Otros sistemáticos evolutivos argumentan que todos los taxones son inherentemente subjetivos, aunque reflejen relaciones evolutivas, ya que los seres vivos forman un árbol esencialmente continuo. Toda línea divisoria es artificial y crea una sección monofilética por arriba y una sección parafilética por debajo. Los taxones parafiléticos son necesarios para clasificar secciones antiguas del árbol –por ejemplo, los primeros vertebrados que evolucionarían en la familia Hominidae no pueden situarse en ninguna otra familia monofilética–. También argumentan que los taxones parafiléticos proporcionan información sobre cambios significativos en la morfología de los organismos, en la ecología o en la historia de la vida –resumiendo, que tanto los taxones como los clados son nociones valiosas, pero con propósitos distintos–. Muchos usan el término monofilia en su sentido antiguo, en el que incluye a la parafilia, y usan el término alternativo holofilia para describir a los clados (monofilia en el sentido de Hennig).

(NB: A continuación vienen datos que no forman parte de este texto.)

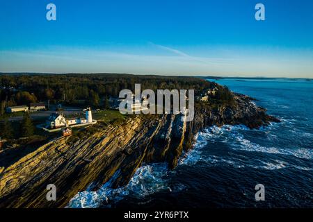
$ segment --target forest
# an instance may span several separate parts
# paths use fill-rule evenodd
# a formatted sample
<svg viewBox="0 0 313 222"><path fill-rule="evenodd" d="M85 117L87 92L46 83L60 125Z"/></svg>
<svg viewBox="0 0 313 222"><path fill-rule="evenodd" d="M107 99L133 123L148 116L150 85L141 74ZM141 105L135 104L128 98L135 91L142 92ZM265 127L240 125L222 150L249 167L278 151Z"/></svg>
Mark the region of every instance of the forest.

Actualmente está en desarrollo un código formal para la nomenclatura filogenética, el PhyloCode, para su uso en la taxonomía cladística. Se pretende que lo utilicen tanto los que quieren abandonar la taxonomía linneana como los que quieren usar taxones y clados al mismo tiempo.

La clasificación filogenética es una clasificación científica de las especies basada únicamente en las relaciones de proximidad evolutiva entre las distintas especies, reconstruyendo la historia de su diversificación (filogénesis) desde el origen de la vida en la Tierra hasta la actualidad. Para construir este tipo de clasificación se recurre ahora generalmente al método cladístico, ideado por Willi Hennig y propuesto en su obra Grundzüge einer Theorie der phylogenetischen Systematik (Fundamentos de una teoría de la sistemática filogenética),[6]​ publicada en Alemania en 1950. Esta obra no obtuvo aceptación general en la comunidad hasta que Hennig la tradujera al inglés en 1966. Desde entonces la clasificación filogenética no ha cesado de reemplazar progresivamente a la clasificación tradicional (o linneana), iniciada por Carlos Linneo en 1735 en su libro Systema Naturae.

Varias ideas del análisis filogenético de las especies biológicas han sido incorporadas por la lingüística histórica en la clasificación filogenética de las familias de lenguas y también por la crítica textual para la filiación de los diferentes manuscritos (testimonios) de una obra.[7]

Se adjunta la clasificación filogenética del clado AVES: Las aves estarían categorizadas como una clase homónima en la taxonomía de Linneo. Pero en la taxonomía filogenética, las aves se ubican en el clado Theropoda (dinosaurios carnívoros bípedos).[8]

El establecimiento del origen dinosauriano del clado Aves ha tenido como consecuencia su clasificación filogenética con anidación sucesiva dentro de los siguientes clados:

dominio: Eukarya,

La cladística no asume ninguna teoría de la evolución particular, solo el conocimiento original de la descendencia con modificación. Por ello, los métodos cladísticos se pueden aplicar, y así se ha hecho recientemente, a sistemas no biológicos, como determinar las familias de lenguajes en la lingüística histórica y filiar manuscritos en la crítica textual, además de la clasificación artefactual en arqueología.